Chère madame Viardot,

Avant toute chose, laissez-moi vous dire combien j'ai été heureux de recevoir votre lettre du 25, avec tous les détails sur les deux concerts du 23 et du 24! Vous avez pris une glorieuse revanche, et combien je regrette de n'y pas avoir assisté! Maintenant la mauvaise époque est passée, la voix est en ordre et tout marchera bien. Je suis très heureux et je vous félicite de tout mon cœur.

Passons maintenant à mes faits et gestes depuis vendredi soir.

Ce jour-là, après vous avoir écrit ma lettre, je suis allé à un raout chez une comtesse P…; beaucoup de personnes connues, quelques jolies figures, des conversations peu intéressantes. Samedi matin, visites et courses. A 4 heures, je reçois l'invitation d'aller chez la grande-duchesse Hélène; elle me fait attendre jusqu'à 5 heures un quart; conversation politique. Elle a beaucoup vieilli. Puis dîner littéraire chez mon éditeur. Il me comble de civilités; puis je vais à une réunion du comité pédagogique, où une jeune demoiselle de dix-neuf ans (fille d'un professeur de mes amis, M. K…) défend une thèse d'histoire avec une science, un aplomb et une éloquence rares, devant deux cents personnes. Voilà certes du nouveau, et pas l'ombre de pédantisme, une naïveté d'enfant, une si grande absence de préoccupation personnelle, que cela ôte toute timidité. C'est phénoménal! On l'a applaudie à tout rompre. Il y a eu beaucoup de demoiselles dans l'auditoire, des institutrices.
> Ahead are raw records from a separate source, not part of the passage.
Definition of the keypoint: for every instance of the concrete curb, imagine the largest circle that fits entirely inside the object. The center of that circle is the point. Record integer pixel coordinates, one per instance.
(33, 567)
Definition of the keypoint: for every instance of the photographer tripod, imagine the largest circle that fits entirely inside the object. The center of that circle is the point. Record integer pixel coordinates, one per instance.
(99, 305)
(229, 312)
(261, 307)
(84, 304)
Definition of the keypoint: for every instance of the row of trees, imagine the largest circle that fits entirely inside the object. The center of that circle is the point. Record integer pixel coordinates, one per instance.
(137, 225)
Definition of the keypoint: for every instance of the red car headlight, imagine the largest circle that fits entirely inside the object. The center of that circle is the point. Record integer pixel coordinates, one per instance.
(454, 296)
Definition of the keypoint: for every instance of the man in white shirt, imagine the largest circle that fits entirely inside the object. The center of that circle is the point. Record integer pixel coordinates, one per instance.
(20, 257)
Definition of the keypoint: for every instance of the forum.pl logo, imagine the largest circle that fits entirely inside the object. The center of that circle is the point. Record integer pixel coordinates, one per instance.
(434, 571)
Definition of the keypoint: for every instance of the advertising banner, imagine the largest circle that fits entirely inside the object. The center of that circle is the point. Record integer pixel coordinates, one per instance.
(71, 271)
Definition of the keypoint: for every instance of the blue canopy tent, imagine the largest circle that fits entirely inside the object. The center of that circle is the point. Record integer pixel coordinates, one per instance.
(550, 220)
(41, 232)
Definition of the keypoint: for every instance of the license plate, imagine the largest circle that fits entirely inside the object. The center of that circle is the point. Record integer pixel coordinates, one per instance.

Hier matin, séance pour mon portrait, mais pas chez M. Gay, chez un autre peintre, du nom de Makovsky138, qui ne m'en a demandé qu'une, et qui a fait quelque chose de fort remarquable comme peinture. Je suis arrivé à l'âge de cinquante-deux ans sans qu'on ait fait mon portrait à l'huile, et voilà qu'on en fait deux à la fois. Puis concert de Rubinstein à l'assemblée de la noblesse; un monde fou; il joue comme toujours; immenses applaudissements. Auer y a joué aussi, mais j'avoue que j'ai surtout admiré ses yeux et toute sa physionomie. Le morceau pour orchestre intitulé Don Quichotte est assez bien; seulement l'élément comique, le Sancho Pança, manque complètement. Il a introduit des fragments d'airs espagnols, en les choisissant assez vulgaires. Je crois me rappeler qu'il vous les avait demandés ainsi. Puis, dîner tranquille et patriarcal chez Annenkoff, réception de votre bonne et chère lettre… On joue aux cartes le soir, je rentre d'assez bonne heure, et voilà!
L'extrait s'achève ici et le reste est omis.